Senator GARDINER - I was prepared to except the States to meet the desire of Senators Senior and Keating, so that that anomaly should not be retained in the Bill. I do not know whether we have any convictions in Territories, but I would remind the honorable senator that the Territories are part of the Commonwealth.

Senator Senior - Hot according to this Bill.

Senator GARDINER -The Territories are under the control of the Commonwealth Government. I suggest that if we legislate to meet exceptional cases, we shall be going out of our way. If honorable senators really wish to improve the clause in the direction they have pointed out, they can move for the omission of the words I quoted, but I hope that the clause will be allowed to remain as it is.

Senator Lt.-Colonel Sir ALBERTGOULD (New South Wales) [4.52].- I ask the Vice-President of the Executive Council to keep in mind the fact that according to the particular offence a maximum penalty is provided for. For instance, for forgery there is one maximum, while for larceny or burglary there is another maximum. Whatever crime it may be, a maximum punishment is laid down. In fixing the penalty to be awarded, the Legislature Has always regarded the gravity of the offence. It is perfectly true that a Judge need not inflict the minimum, but what does that mean? It is tantamount to saying, " Here is a code making the maximum punishment for every offence imprisonment for life, and the Judge shall determine whether the penalty shall be imprisonment for a week, or for five years, or for life." It limits the power of the Judge, who, whatever his own opinion may be, will say that the Legislature did not regard one offence as being as heinous as another offence, and that, therefore, that fact must be taken into consideration. It has been urged that a Judge will have the power to double the sentence. A Judge may have that power, but at the same time he may say, " The offence was of so venial a character that I shall give a light punishment." I would point out to honorable senators that if a man who has been previously convicted is put on trial for a particular offence, the circumstances may show that the offence was comparatively venial or slight, and the Judge has the right to exercise a discretion as to the period of punishment. There are some Judges who, though most estimable men in themselves, have an extreme horror of certain crimes, and are prepared to inflict very severe punishment.

Senator O'Keefe - They ought to be removed from the Bench.

Senator Lt Colonel Sir ALBERT GOULD - Every man has a weakness in his character. One Judge has a great detestation of one offence; another Judge has a horror of some other offence, and he may be quite above suspicion as regards honesty, integrity, and ability. If we strike out the word " State," we shall proclaim to the world that this Parliament is desirous of inflicting vindictive punishment upon persons who commit certain offences. Surely it is very much better that we should be satisfied to visit offenders with reasonable punishment.

Senator O'Keefe - As a general rule, does the honorable senator attach more importance to a second than to a first offence 1

Senator Lt Colonel Sir ALBERT GOULD - I do.

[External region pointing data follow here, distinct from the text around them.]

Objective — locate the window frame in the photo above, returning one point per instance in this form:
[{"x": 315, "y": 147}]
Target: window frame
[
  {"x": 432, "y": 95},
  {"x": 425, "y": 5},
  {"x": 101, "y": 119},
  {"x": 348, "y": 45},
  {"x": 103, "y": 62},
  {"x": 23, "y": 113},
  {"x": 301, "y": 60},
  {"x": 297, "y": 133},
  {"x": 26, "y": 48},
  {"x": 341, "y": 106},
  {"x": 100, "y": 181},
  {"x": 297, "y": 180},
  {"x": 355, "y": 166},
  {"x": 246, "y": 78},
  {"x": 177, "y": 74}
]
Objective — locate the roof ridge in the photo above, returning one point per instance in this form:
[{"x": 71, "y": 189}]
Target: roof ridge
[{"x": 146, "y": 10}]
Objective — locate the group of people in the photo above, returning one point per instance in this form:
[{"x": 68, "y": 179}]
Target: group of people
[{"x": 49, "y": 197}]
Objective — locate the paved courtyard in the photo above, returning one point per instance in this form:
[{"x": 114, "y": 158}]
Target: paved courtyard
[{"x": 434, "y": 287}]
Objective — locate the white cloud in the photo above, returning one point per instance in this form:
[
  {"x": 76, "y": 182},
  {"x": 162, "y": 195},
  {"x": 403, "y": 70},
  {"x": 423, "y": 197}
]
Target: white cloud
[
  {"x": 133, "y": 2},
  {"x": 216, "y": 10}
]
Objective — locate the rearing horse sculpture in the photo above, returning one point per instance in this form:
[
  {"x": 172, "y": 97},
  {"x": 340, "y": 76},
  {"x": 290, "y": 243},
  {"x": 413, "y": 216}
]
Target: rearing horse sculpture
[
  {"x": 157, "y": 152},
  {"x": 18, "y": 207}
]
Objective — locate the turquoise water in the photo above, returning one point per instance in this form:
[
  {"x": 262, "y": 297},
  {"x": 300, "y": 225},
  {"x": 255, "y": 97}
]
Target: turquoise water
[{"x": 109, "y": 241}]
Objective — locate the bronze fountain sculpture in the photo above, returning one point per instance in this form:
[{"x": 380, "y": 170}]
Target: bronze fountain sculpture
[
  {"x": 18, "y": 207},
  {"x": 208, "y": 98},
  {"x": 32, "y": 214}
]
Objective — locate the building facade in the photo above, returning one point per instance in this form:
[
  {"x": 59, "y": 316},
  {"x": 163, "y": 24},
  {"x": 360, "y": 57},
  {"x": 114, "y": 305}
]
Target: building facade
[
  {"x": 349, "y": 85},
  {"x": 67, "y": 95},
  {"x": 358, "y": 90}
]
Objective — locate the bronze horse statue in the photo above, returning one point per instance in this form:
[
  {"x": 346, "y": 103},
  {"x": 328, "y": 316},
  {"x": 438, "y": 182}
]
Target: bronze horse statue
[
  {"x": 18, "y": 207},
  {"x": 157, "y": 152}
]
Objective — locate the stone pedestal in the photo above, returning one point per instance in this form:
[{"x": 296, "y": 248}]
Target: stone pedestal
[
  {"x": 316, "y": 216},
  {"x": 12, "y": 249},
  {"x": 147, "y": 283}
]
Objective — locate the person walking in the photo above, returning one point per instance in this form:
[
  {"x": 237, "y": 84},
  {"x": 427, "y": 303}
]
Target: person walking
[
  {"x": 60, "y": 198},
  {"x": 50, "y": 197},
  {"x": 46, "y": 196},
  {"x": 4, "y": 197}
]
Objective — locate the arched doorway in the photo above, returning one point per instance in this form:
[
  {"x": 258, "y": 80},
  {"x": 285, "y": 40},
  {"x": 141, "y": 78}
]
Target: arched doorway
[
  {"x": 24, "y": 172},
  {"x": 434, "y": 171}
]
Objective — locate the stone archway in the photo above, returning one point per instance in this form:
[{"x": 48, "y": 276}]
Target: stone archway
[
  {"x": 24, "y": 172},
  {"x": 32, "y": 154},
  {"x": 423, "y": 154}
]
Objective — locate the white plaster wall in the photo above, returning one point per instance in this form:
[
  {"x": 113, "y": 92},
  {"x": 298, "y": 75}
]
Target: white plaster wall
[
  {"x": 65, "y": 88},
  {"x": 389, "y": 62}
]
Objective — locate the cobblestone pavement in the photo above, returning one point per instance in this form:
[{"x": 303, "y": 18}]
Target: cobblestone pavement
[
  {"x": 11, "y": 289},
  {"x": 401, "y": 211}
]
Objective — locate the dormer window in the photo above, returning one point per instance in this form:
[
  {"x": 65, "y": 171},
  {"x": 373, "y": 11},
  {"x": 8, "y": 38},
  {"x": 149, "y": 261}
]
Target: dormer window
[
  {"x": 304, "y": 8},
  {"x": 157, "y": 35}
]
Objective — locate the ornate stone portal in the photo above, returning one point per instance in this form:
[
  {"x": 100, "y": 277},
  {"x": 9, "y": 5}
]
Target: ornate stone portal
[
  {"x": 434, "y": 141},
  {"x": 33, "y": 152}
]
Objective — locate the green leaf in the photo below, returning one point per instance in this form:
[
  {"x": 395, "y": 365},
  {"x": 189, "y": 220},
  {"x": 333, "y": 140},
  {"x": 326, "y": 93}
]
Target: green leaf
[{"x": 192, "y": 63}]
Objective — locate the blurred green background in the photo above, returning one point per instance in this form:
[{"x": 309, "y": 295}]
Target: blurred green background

Senator O'Keefe - That is why this clause has been inserted.

Senator Lt Colonel Sir ALBERT GOULD - The Judge will be acquainted with all the circumstances of any case, and, in the light of that knowledge, will determine the punishment which is to be inflicted. As a result, one man may be sentenced to twelve months' imprisonment for a first offence, whilst another man may receive two years' imprisonment for a second offence. If we carry our thoughts back a century, we shall recollect that then the law was full of vindictive punishments. The death penalty was inflicted for numerous offences. Transportation was the punishment for many offences which to-day would be amply punished by a fortnight's imprisonment. We do not desire the sympathies of juries to prevent them from convicting criminals. It is well that we should bear this aspect of the matter in mind. We know that many a man was sent out to Australia for a very venial offence - that the brand was put upon him for a breach of the law which to-day would be fully punished by fourteen days' imprisonment. Let us seek to provide for adequate, but not for vindictive, punishment which may influence juries in the direction of refusing to con.vict accused persons.